Before we move forward it is worth to know that in Julia there is yet a third notion of equality. It is invoked using the === comparison. This comparison always returns a Bool value and tests if the passed arguments are identical, in the sense that no program could distinguish them.

This distinction is most relevant for mutable types:

julia> x = [1]
1-element Vector{Int64}:
 1

julia> y = [1]
1-element Vector{Int64}:
 1

julia> x === x
true

julia> x === y
false

julia> x == x
true

julia> x == y
true

As you can see above x and y vectors are considered equal by == as they have the same contents, but are not equal by === as they have a different location in memory.

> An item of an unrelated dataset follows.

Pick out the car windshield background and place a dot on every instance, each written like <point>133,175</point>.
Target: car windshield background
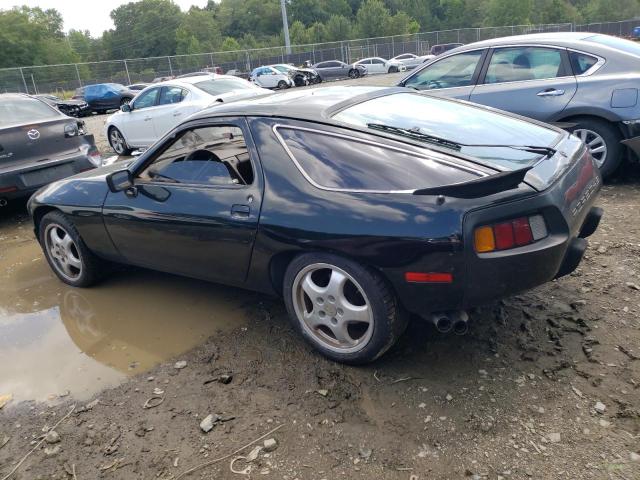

It is important to note here that immutable types are compared with === by their contents on bit level, so we have the following:

julia> x = (1,)
(1,)

julia> y = (1,)
(1,)

julia> x === y
true

Rules for designing custom types

In Julia it is very easy to define custom types. Therefore it is crucially important, when doing so, to understand what are the default implementations of the comparison operators. Here are the rules:

  • == falls back to === by default;
  • isequal falls back to == by default and additionally requires that the hash function is consistently defined;
  • < falls back to isless.

As you can see, maybe somewhat surprisingly, the fallback implementations work in different ways for == and isequal vs < and isless pairs. Also, although == is not directly linked with hash it is indirectly linked to it because isequal falls back to it.

The simple practical rule then is the following. If you define a new type then:

  • always design ==, isequal and hash functions jointly if you implement them (if you do not implement any you are safe as the default fallbacks for === and hash are designed in a consistent way);
  • if you want your type to support ordering, always design < and isless jointly, and then also define the equality operators discussed in the bullet above.

The in case study

As a special application of the above examples let me discuss the in function here. It is very useful for testing if some value is found in some collection. I am mentioning it because the implementation of in is quite tricky in Julia 1.6. Normally it uses == to test for equality except for certain collections, like Set or Dict, which use isequal instead. In consequence we have the following:

julia> 1 in [1, missing]
true

julia> 1 in [2, missing]
missing

julia> 1 in Set([1, missing])
true

julia> 1 in Set([2, missing])
false

julia> NaN in [NaN]
false

julia> NaN in Set([NaN])
true

julia> 0.0 in [-0.0]
true

julia> 0.0 in Set([-0.0])
false

These differences can be surprising so it is important to remember them. Let me note that this is a quite relevant practical consideration because using of a Set wrapper is a very common pattern for improving the performance of the in test:

julia> x = rand(Int, 10^5);

julia> y = rand(Int, 10^5);

julia> in.(x, Ref(y)); # precompile

julia> @time in.(x, Ref(y)); # this is slow
  5.528883 seconds (6 allocations: 16.672 KiB)

julia> in.(x, Ref(Set(y))); # precompile

julia> @time in.(x, Ref(Set(y))); # this is fast
  0.006156 seconds (14 allocations: 2.267 MiB)

The isapprox case study

Sometimes when comparing numeric values we are interested in checking if they are approximately equal. The reason is that in some cases due to round-off errors the sharp == equality is not what one might expect:

julia> 0.1 + 0.2 == 0.3
false

In such cases, when we are interested in testing of approximate equality the isapprox function can be used:

julia> isapprox(0.1 + 0.2, 0.3)
true

You might ask how the approximate equality is defined. The rules are a bit involved so I refer you to the documentation for the details. Here let me just note that you can control absolute tolerance, relative tolerance and how NaN values are handled via atol, reltol, and nans keyword arguments respectively.

Conclusions

Designing comparison operators properly is one of the hardest tasks in every programming language. In Julia the design covers a wide range of possible scenarios that the user might want in practice. The cost of this flexible design is that it takes some time to master it. I hope that after reading this post you have enough understanding of the details to be able to confidently work with comparison operators in Julia.